Foundations of LLM Evaluation

Core evaluation theory, metrics design, statistical rigor, and first principles

Why Evaluation Matters

Evaluation is not optional—it is the foundational practice that separates rigorous AI deployment from wishful thinking. Without systematic evaluation, organizations face compounded risks across business, technical, and safety dimensions.

Business Impact

Model selection decisions carry significant economic implications. A difference of 16% in model capability can reduce operational costs per resolved task by 40% when accounting for escalations and failures. Beyond cost, inadequate evaluation creates substantial risk: a single production failure due to insufficient evaluation testing can cost upwards of $500K in direct costs plus millions in reputational damage and remediation.

Technical Correctness

Benchmark performance and real-world performance diverge significantly. Frontier models score 85-95% on standard benchmarks, making differentiation difficult. Distribution mismatch, benchmark saturation, and the contamination problem (where benchmarks appear in training data) all mean that evaluation must extend beyond published benchmarks to task-specific, real-world data to inform deployment decisions.

Safety and Compliance

Without explicit safety evaluation, harmful capabilities can remain undetected in production systems. The EU AI Act, US Executive Order on AI, and sector-specific regulations now mandate rigorous evaluation documentation and performance guarantees. Evaluation is essential for demonstrating reasonable care, due diligence, and compliance with emerging regulatory frameworks.

Taxonomy of Evaluations

Evaluation varies along multiple critical dimensions. Understanding these dimensions is essential for designing evaluations that match your specific needs and inform the right decisions.

Intrinsic vs. Extrinsic

Intrinsic evaluation measures model capabilities in isolation using benchmarks and standardized tests. It's fast, reproducible, and excellent for early-stage capability assessment and model screening. Extrinsic evaluation measures performance in real-world applications, capturing task-specific success and business outcomes. It's slower and more expensive but provides the strongest signal for deployment decisions. Best practice: combine both—use intrinsic for rapid iteration, extrinsic for final validation.
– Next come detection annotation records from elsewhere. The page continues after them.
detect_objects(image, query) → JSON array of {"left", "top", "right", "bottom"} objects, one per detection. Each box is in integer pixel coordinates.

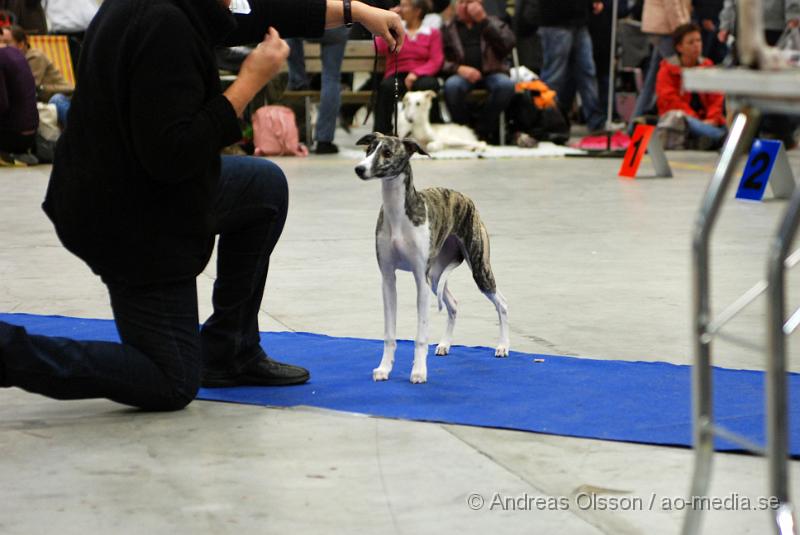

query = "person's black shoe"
[
  {"left": 203, "top": 354, "right": 310, "bottom": 388},
  {"left": 314, "top": 141, "right": 339, "bottom": 154}
]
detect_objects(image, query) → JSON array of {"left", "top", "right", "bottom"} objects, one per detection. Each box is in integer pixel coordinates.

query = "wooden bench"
[
  {"left": 220, "top": 40, "right": 505, "bottom": 144},
  {"left": 281, "top": 40, "right": 386, "bottom": 143},
  {"left": 28, "top": 35, "right": 75, "bottom": 87}
]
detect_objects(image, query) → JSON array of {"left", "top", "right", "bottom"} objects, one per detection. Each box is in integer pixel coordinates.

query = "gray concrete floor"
[{"left": 0, "top": 126, "right": 800, "bottom": 535}]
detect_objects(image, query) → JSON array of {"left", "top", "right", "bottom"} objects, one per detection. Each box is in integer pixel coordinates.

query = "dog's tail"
[{"left": 436, "top": 262, "right": 461, "bottom": 312}]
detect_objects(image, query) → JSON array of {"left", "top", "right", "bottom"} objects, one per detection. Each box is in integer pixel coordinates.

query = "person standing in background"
[
  {"left": 373, "top": 0, "right": 444, "bottom": 134},
  {"left": 0, "top": 0, "right": 47, "bottom": 33},
  {"left": 628, "top": 0, "right": 691, "bottom": 134},
  {"left": 43, "top": 0, "right": 100, "bottom": 75},
  {"left": 286, "top": 26, "right": 350, "bottom": 154},
  {"left": 0, "top": 43, "right": 39, "bottom": 167}
]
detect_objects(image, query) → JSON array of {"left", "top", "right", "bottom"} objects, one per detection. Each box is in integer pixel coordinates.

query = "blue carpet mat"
[{"left": 0, "top": 314, "right": 800, "bottom": 456}]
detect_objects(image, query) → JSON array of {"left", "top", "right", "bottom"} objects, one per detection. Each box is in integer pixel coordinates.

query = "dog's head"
[
  {"left": 356, "top": 132, "right": 430, "bottom": 180},
  {"left": 403, "top": 91, "right": 436, "bottom": 123}
]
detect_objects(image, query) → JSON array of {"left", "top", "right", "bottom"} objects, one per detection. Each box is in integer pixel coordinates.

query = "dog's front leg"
[
  {"left": 372, "top": 269, "right": 397, "bottom": 381},
  {"left": 411, "top": 273, "right": 431, "bottom": 383}
]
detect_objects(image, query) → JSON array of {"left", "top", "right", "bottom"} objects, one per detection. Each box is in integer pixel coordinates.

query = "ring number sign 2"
[{"left": 736, "top": 139, "right": 794, "bottom": 201}]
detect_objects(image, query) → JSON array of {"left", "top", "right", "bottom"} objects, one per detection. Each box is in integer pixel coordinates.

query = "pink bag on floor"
[{"left": 253, "top": 106, "right": 308, "bottom": 156}]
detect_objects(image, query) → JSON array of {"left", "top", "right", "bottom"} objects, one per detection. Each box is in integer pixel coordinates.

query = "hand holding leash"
[{"left": 352, "top": 2, "right": 406, "bottom": 52}]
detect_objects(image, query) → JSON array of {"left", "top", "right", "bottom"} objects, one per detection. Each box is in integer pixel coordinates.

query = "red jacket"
[{"left": 656, "top": 56, "right": 725, "bottom": 125}]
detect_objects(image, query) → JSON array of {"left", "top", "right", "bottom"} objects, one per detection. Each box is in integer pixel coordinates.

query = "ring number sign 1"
[
  {"left": 619, "top": 124, "right": 672, "bottom": 178},
  {"left": 736, "top": 139, "right": 794, "bottom": 201}
]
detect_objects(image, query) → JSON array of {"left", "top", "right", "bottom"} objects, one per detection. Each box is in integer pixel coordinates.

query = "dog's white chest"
[{"left": 376, "top": 210, "right": 431, "bottom": 271}]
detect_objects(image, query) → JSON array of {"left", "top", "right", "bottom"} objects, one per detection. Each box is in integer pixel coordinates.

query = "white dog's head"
[{"left": 403, "top": 90, "right": 436, "bottom": 124}]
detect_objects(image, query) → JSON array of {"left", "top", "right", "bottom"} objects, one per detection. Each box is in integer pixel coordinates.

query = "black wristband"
[{"left": 342, "top": 0, "right": 353, "bottom": 28}]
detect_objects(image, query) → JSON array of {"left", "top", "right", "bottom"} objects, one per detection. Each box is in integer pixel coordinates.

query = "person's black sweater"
[
  {"left": 539, "top": 0, "right": 592, "bottom": 27},
  {"left": 43, "top": 0, "right": 325, "bottom": 284}
]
Automated vs. Human Evaluation

Automated metrics like BLEU, ROUGE, and BERTScore are fast and scalable but often misaligned with human judgment. Human evaluation has the best correlation with user experience but is expensive and slow. Hybrid approaches combine both: use automated metrics for screening, then human annotators for high-uncertainty or high-stakes cases.

Static vs. Dynamic vs. Live Benchmarks

Static benchmarks (MMLU, HumanEval) provide reproducible, comparable results but are vulnerable to contamination and saturation. Dynamic benchmarks generate fresh evaluation tasks, reducing contamination risk. Live benchmarks (Chatbot Arena) evaluate on real user queries, providing the strongest signal but with annotation quality variation.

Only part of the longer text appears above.